Reassessment of Characteristics Determining Generic Affinity in Gopherus AND Stylemys (Testudinidae) from the White River Group, Badlands National Park

William P. Wall1 and Dennis Maddox2

Department of Biology, Georgia College & State University, Milledgeville, GA 31061
2Department of Physiology, Medical College of Georgia, Augusta, GA 30901

Abstract—A review of the White River Group's (37.0 to 26.9 MYA) land tortoises is presented. New specimens are examined and described. The generic characteristics of Gopherus, Hesperotestudo, and Stylemys are reexamined. The species Stylemys amphithorax is declared nomen dubium. Based on nuchal morphology, the common White River tortoises should be placed in Gopherus. Stylemys could be retained as a fossil morphotype similar to modern gopher tortoises.

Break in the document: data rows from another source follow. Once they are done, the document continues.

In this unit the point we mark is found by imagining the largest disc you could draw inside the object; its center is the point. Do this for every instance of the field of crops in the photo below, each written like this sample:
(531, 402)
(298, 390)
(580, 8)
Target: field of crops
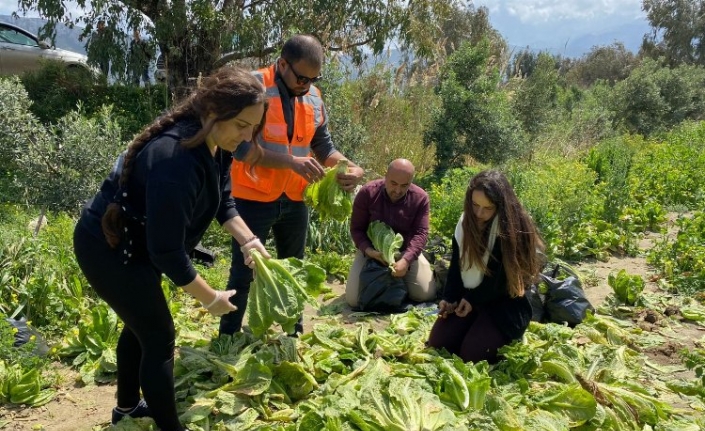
(374, 373)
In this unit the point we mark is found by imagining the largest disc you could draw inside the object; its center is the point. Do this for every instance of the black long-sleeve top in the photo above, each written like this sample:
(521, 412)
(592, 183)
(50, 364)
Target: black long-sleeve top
(511, 315)
(173, 194)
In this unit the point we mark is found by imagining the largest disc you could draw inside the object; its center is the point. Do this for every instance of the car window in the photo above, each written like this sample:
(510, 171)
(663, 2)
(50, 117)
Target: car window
(13, 36)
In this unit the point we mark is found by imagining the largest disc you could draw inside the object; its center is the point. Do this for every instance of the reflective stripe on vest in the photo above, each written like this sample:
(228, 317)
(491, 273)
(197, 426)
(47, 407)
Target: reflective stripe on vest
(268, 184)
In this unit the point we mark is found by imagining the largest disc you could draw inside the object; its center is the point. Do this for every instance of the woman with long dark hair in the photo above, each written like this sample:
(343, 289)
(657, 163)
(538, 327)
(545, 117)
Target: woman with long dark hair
(150, 213)
(495, 255)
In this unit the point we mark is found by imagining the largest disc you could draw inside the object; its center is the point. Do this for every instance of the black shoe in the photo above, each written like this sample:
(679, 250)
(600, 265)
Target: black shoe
(140, 411)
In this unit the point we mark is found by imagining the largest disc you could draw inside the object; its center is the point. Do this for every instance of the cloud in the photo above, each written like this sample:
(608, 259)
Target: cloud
(7, 7)
(544, 11)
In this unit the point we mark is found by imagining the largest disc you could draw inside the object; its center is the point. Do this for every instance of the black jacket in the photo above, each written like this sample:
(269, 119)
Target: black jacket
(173, 195)
(511, 315)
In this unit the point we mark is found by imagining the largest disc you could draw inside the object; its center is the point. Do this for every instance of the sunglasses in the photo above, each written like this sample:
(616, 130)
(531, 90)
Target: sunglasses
(300, 79)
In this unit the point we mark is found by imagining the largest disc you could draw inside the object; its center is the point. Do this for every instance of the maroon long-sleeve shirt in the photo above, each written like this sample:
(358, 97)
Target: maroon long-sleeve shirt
(408, 217)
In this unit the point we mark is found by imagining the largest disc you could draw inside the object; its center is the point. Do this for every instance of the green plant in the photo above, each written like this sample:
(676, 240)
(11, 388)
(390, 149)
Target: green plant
(626, 287)
(55, 92)
(475, 118)
(336, 265)
(682, 260)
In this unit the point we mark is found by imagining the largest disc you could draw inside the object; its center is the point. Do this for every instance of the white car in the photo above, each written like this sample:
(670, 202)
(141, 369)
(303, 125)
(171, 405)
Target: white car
(21, 51)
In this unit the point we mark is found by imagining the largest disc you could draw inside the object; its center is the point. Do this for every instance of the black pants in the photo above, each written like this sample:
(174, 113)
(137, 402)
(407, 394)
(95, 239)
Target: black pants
(474, 337)
(145, 350)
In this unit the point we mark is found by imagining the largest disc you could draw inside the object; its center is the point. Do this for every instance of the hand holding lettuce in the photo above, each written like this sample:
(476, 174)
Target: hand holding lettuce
(279, 291)
(384, 240)
(326, 196)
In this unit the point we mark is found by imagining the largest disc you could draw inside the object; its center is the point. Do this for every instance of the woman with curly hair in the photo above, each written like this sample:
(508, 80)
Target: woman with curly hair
(150, 213)
(495, 255)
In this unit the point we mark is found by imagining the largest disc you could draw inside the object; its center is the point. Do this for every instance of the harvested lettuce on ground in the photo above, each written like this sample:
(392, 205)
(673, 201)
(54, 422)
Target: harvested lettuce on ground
(326, 196)
(384, 240)
(279, 290)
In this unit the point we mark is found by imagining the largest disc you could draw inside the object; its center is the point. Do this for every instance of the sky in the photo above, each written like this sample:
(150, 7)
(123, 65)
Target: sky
(543, 11)
(569, 27)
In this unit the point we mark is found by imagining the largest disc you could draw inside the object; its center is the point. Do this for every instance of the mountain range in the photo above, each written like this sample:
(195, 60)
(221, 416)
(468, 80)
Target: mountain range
(569, 38)
(66, 38)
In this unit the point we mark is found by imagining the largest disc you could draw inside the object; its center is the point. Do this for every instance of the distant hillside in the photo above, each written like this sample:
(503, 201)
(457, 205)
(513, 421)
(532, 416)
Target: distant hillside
(570, 37)
(66, 38)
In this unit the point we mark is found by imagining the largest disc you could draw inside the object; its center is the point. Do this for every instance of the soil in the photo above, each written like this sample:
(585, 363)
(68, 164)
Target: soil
(87, 408)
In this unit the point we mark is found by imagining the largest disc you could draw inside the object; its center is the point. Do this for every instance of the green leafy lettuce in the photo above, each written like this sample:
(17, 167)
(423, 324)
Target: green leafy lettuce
(326, 196)
(279, 290)
(384, 240)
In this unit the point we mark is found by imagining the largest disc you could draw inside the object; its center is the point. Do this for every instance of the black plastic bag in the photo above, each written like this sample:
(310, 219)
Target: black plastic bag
(379, 289)
(565, 300)
(536, 300)
(24, 333)
(202, 255)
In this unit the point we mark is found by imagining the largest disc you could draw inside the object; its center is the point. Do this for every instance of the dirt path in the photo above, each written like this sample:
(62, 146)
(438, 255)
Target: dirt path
(88, 408)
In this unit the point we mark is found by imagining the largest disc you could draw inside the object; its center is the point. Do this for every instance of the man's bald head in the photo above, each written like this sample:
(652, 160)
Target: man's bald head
(402, 166)
(398, 179)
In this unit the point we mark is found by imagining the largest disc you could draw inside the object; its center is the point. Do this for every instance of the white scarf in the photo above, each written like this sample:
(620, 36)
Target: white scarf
(472, 277)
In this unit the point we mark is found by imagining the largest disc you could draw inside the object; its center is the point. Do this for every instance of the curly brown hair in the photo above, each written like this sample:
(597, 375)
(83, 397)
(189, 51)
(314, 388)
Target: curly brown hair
(517, 233)
(220, 97)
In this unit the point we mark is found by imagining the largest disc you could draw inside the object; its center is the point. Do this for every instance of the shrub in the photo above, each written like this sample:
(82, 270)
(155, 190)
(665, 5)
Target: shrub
(475, 118)
(56, 91)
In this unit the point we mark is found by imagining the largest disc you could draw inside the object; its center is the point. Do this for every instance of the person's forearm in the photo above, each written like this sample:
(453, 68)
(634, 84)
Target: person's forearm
(332, 160)
(200, 290)
(271, 159)
(237, 227)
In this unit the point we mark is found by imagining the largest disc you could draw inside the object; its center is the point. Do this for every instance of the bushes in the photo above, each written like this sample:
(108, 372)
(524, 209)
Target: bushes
(475, 118)
(56, 91)
(654, 98)
(57, 166)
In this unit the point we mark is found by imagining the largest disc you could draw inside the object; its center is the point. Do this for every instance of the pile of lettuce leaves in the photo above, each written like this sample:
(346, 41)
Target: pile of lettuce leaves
(373, 378)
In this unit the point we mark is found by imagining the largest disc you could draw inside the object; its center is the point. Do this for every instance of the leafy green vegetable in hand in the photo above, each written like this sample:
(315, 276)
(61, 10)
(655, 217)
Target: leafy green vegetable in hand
(384, 240)
(627, 288)
(279, 290)
(326, 196)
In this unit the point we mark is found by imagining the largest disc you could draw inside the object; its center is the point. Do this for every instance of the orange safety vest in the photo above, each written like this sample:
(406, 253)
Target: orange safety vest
(268, 184)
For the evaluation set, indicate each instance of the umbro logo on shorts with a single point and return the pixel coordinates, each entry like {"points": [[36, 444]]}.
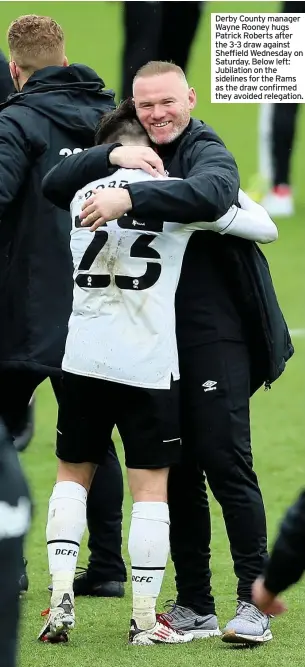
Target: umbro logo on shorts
{"points": [[210, 385]]}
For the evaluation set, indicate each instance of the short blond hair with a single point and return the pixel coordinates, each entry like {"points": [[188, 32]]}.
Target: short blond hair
{"points": [[157, 67], [36, 42]]}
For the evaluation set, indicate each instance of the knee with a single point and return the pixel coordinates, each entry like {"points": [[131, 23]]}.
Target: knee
{"points": [[148, 485]]}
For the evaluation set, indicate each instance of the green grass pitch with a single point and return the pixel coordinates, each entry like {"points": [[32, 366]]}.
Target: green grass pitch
{"points": [[94, 36]]}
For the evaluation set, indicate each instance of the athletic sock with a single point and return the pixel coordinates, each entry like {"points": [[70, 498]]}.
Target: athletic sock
{"points": [[65, 528], [148, 547]]}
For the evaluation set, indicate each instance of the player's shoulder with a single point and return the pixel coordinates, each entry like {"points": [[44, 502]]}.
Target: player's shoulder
{"points": [[117, 179]]}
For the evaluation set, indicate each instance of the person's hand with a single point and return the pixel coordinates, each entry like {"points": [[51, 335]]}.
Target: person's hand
{"points": [[137, 157], [265, 600], [104, 205]]}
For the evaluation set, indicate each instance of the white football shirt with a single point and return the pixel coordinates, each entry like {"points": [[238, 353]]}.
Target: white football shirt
{"points": [[122, 327]]}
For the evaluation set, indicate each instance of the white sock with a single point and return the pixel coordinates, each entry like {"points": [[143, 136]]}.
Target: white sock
{"points": [[148, 547], [65, 529]]}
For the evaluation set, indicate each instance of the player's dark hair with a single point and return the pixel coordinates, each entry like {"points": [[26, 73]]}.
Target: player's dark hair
{"points": [[114, 124]]}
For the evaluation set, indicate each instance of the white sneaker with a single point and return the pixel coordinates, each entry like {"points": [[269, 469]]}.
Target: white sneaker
{"points": [[161, 633], [279, 202], [60, 621]]}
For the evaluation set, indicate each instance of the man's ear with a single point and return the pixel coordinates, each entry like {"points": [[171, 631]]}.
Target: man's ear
{"points": [[14, 70], [192, 98]]}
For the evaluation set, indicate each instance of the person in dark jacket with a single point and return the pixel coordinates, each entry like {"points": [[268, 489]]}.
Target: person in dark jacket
{"points": [[53, 114], [286, 564], [214, 354], [23, 430], [15, 519]]}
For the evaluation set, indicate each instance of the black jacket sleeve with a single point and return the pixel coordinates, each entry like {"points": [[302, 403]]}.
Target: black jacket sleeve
{"points": [[15, 159], [6, 83], [74, 172], [287, 561], [208, 190]]}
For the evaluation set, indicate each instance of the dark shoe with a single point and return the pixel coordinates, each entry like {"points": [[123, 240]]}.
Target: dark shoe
{"points": [[85, 584], [24, 433], [24, 580]]}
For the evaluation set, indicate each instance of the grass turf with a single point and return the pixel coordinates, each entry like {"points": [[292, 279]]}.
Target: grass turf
{"points": [[94, 31]]}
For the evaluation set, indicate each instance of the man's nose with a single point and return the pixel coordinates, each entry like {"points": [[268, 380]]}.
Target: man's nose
{"points": [[158, 112]]}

Tortoise shells, family Testudinidae, are among the most common fossils in the White River rocks of Late Eocene through Oligocene age (37_27 million years ago, see Prothero, 1994 for stratigraphic columns) exposed in Badlands National Park. The lowest unit of the White River group is the Chadron Formation. Deposition of this layer began during the Late Eocene, approximately 37 million years ago (Chadronian Land Mammal Age). Overlying the Chadron is the Brule formation, subdivided into the Scenic Member (Orellan Land Mammal Age) and the Poleslide Member (Whitneyan Land Mammal Age) which is overlain by the lower Sharps Formation (Arikareean Land Mammal Age).

The Eocene and Oligocene transition was a time of great change throughout the world, in both climate and species diversity (Clark, Beerbower, and Kietzke, 1967; Retallack, 1992). The general trend was a transformation from an early Eocene rain forest environment to a climate that was cooler and more like modern semiarid regions (Prothero, 1994).

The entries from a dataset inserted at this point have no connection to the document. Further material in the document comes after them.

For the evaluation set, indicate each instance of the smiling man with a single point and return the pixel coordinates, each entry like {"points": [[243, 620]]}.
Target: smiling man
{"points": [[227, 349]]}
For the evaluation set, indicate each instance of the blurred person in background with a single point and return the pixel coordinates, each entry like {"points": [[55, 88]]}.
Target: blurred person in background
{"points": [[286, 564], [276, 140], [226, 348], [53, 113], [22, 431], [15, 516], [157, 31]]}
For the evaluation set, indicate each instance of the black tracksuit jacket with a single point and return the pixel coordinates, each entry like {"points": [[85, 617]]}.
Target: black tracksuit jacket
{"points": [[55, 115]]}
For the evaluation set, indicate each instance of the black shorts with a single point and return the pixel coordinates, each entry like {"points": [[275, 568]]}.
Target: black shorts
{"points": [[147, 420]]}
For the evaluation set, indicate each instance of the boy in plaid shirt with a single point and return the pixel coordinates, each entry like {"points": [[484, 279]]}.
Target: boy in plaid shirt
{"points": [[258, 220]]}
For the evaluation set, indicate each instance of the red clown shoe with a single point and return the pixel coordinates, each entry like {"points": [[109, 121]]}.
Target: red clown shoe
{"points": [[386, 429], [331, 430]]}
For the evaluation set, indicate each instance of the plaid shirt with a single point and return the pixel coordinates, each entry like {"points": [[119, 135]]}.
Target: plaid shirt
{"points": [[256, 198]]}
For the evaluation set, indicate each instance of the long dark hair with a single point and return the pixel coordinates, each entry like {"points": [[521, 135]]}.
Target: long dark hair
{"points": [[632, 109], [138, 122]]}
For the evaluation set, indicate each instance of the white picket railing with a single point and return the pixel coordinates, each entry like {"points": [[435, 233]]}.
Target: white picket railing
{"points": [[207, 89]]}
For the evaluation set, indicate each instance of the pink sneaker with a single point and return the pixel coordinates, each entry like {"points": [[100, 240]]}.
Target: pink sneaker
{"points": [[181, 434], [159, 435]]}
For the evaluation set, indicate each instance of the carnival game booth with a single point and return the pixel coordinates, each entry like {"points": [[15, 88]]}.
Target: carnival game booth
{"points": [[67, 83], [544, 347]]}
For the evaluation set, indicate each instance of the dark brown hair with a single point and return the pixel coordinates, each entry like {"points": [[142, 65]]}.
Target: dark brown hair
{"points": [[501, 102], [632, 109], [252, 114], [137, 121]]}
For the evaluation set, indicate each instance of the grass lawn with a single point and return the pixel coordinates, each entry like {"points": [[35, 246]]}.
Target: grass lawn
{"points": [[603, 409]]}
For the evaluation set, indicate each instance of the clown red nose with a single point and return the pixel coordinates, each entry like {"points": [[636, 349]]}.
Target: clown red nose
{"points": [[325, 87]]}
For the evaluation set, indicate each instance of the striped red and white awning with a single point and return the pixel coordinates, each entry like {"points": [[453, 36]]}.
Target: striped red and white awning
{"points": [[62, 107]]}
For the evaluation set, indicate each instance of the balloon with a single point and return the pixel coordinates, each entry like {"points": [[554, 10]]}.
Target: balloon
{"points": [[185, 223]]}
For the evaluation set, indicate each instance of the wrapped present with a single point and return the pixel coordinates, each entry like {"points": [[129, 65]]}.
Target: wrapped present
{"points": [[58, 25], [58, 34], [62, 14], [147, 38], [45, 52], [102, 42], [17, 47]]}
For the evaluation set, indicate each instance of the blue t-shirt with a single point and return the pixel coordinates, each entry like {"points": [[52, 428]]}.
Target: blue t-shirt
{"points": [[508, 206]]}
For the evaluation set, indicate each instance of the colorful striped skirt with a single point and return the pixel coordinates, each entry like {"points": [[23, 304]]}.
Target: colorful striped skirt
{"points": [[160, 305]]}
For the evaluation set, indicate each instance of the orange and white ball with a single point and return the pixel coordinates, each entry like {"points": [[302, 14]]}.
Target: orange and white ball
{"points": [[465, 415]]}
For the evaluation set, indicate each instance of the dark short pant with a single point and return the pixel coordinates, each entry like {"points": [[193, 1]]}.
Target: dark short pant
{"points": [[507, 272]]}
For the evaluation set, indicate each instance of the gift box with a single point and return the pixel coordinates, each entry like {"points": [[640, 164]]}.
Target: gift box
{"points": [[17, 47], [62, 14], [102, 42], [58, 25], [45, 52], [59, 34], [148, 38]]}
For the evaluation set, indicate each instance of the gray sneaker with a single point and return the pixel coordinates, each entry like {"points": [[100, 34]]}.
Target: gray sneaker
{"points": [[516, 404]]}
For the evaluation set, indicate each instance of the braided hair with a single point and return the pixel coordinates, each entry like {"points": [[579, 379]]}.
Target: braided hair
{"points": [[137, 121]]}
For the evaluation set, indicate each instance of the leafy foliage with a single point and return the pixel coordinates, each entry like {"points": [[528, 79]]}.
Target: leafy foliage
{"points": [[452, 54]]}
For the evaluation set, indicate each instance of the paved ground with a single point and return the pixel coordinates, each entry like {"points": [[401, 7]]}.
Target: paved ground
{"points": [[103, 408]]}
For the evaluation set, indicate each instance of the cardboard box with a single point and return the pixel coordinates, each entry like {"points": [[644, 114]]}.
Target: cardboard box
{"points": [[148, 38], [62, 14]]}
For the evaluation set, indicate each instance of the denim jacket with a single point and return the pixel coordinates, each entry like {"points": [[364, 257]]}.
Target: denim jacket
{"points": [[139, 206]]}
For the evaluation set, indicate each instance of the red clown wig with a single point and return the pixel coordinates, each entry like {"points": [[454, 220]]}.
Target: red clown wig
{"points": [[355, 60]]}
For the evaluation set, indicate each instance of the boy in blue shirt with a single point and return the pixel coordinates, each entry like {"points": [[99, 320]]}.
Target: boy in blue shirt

Hutchison (1992) reviewed all herpetofaunal taxa in the late Eocene through early Oligocene of North America. After comparing the stratigraphic variance in the number of genera referable to terrestrial or aquatic habitats, he determined that the number of aquatic taxa was decreasing. Hutchison concluded that the declining diversity of herpetofaunal taxa was due in large part to the dwindling of aquatic environments.

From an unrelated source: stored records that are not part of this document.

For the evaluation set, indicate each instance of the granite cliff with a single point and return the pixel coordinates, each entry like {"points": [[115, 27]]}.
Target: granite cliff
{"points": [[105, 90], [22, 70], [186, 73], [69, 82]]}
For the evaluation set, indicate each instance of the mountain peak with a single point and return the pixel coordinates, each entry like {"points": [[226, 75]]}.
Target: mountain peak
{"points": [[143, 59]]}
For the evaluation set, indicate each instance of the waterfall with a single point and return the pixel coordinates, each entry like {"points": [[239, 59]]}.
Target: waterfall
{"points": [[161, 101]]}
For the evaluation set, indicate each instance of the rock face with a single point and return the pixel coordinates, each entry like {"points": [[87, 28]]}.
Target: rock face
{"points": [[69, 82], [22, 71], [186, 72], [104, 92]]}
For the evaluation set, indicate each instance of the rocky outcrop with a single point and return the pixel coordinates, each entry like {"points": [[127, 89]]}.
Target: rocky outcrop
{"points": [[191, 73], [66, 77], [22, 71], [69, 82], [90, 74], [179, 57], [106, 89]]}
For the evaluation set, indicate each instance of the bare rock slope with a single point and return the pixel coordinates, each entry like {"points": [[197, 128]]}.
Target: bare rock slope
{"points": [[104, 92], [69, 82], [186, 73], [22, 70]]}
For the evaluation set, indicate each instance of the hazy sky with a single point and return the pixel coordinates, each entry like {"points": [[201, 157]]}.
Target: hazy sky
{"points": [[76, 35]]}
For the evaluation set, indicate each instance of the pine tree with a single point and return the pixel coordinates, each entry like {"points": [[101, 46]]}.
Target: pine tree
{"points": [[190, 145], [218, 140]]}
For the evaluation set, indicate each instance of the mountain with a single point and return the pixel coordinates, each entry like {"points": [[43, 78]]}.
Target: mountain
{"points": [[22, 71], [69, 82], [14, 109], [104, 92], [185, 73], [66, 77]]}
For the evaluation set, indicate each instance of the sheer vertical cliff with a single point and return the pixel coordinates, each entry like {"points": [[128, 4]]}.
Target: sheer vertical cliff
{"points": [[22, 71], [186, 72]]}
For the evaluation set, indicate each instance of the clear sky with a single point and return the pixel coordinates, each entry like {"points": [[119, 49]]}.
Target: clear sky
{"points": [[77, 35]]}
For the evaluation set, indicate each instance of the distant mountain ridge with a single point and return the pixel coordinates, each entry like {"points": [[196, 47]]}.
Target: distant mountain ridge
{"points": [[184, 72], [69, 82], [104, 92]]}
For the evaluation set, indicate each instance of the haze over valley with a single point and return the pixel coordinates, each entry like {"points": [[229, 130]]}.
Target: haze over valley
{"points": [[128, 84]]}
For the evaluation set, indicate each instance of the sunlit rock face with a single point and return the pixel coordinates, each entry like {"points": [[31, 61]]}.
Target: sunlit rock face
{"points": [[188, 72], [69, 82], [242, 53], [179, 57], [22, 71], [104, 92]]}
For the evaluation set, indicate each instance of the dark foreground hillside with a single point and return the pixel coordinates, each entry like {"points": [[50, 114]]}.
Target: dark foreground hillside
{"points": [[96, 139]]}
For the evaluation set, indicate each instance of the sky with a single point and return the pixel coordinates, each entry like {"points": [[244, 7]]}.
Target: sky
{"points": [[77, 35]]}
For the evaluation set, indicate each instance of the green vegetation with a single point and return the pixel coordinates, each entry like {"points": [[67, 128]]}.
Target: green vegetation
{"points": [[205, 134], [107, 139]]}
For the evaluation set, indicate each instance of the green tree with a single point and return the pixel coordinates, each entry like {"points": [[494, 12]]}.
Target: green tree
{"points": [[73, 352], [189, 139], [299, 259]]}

Hay (1908) listed five genera of tortoises, Geochelone, Gopherus, Hesperotestudo, Stylemys, and Testudo, in the White River Group. He stated that the borders where the costals and peripherals meet are more rounded or more weakly sutured in Gopherus and in Stylemys than in Geochelone and Testudo. However, such qualitative characteristics are often difficult to interpret. The extent to which these sutures are more or less strongly interlocked is difficult to definitively measure, but traditionally when the costal/peripheral interface is rounded, Stylemys or Gopherus is indicated. However, suturing of the costal/peripheral interface is not indicative of generic affiliation. The most recent revision of these tortoises (Hutchison, 1996) recognized Gopherus, Stylemys, and
Hesperotestudo as valid taxa in the White River Group.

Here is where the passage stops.